The past decade has seen an explosion of scientific discoveries about the brain, the leading edge of a revolution that promises to change the way we think about ourselves, our relationships, our children, and our society. Science can at last turn its penetrating gaze on humanity's oldest questions. Its revelations stand poised to shatter more than a few modern assumptions about the inner workings of love.
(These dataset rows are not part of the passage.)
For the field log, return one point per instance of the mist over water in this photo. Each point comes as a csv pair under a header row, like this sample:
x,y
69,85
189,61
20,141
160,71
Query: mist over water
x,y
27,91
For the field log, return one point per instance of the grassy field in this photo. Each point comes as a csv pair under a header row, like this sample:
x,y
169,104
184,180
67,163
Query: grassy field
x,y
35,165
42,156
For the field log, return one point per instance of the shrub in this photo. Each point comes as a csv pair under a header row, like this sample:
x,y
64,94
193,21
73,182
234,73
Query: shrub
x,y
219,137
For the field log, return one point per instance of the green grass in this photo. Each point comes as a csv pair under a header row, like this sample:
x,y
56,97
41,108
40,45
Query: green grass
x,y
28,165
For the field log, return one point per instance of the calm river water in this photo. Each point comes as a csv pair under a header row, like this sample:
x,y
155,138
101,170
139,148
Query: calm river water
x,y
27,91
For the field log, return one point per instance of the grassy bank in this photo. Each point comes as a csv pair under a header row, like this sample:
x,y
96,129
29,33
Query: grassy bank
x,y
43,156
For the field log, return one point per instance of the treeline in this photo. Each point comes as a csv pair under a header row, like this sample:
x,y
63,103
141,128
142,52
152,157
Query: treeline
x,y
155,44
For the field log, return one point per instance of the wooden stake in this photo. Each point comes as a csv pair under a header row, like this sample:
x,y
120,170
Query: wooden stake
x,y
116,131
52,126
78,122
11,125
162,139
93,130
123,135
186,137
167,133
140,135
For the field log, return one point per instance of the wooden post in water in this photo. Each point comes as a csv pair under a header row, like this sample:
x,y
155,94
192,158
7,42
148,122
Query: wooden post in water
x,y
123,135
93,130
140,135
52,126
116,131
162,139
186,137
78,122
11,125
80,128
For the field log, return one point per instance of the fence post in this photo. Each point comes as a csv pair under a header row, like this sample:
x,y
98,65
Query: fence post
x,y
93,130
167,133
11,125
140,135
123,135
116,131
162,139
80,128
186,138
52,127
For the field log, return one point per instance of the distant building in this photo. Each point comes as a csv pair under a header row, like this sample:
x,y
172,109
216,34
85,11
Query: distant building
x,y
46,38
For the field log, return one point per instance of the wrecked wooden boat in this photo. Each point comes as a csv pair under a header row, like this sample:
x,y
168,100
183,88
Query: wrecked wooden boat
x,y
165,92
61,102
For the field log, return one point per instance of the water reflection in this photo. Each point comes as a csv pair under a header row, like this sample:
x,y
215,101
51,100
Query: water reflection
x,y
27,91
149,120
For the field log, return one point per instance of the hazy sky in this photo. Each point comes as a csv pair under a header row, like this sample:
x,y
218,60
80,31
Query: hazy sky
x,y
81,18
Traditional versions of the mind hold that Passion is a troublesome remnant from humanity's savage past, and the intellectual subjugation of emotion is civilization's triumph. Logical but dubious derivations follow: emotional maturity is synonymous with emotional restraint. Schools can teach children missing emotional skills just as they impart the facts of geometry or history. To feel better, outthink your stubborn and recalcitrant heart. So says convention.
In this book, we demonstrate that where intellect and emotion clash, the heart often has the greater wisdom. In a pleasing turnabout, science-Reason's right hand-is proving this so. The brain's ancient emotional architecture is not a bothersome animal encumbrance. Instead, it is nothing less than the key to our lives. We live immersed in unseen forces and silent messages that shape our destinies. As individuals and as a culture, our chance for happiness depends on our ability to decipher a hidden world that revolves-invisibly, improbably, inexorably-around love.
From birth to death, love is not just the focus of human experience but also the life force of the mind, determining our moods, stabilizing our bodily rhythms, and changing the structure of our brains. The body's physiology ensures that relationships determine and fix our identities. Love makes us who we are, and who we can become. In these pages, we explain how and why this is so.
During the long centuries when science slumbered, humanity relied on the arts to chronicle the heart's mysterious ways. That accumulated wisdom is not to be disdained. This book, while traveling deep into the realm of science, keeps close at hand the humanism that renders such a journey meaningful. The thoughts of researchers and empiricists join those of poets, philosophers, and kings. Their respective starting points may be disparate in space, time, and temperament, but the voices in this volume rise and converge toward a common goal.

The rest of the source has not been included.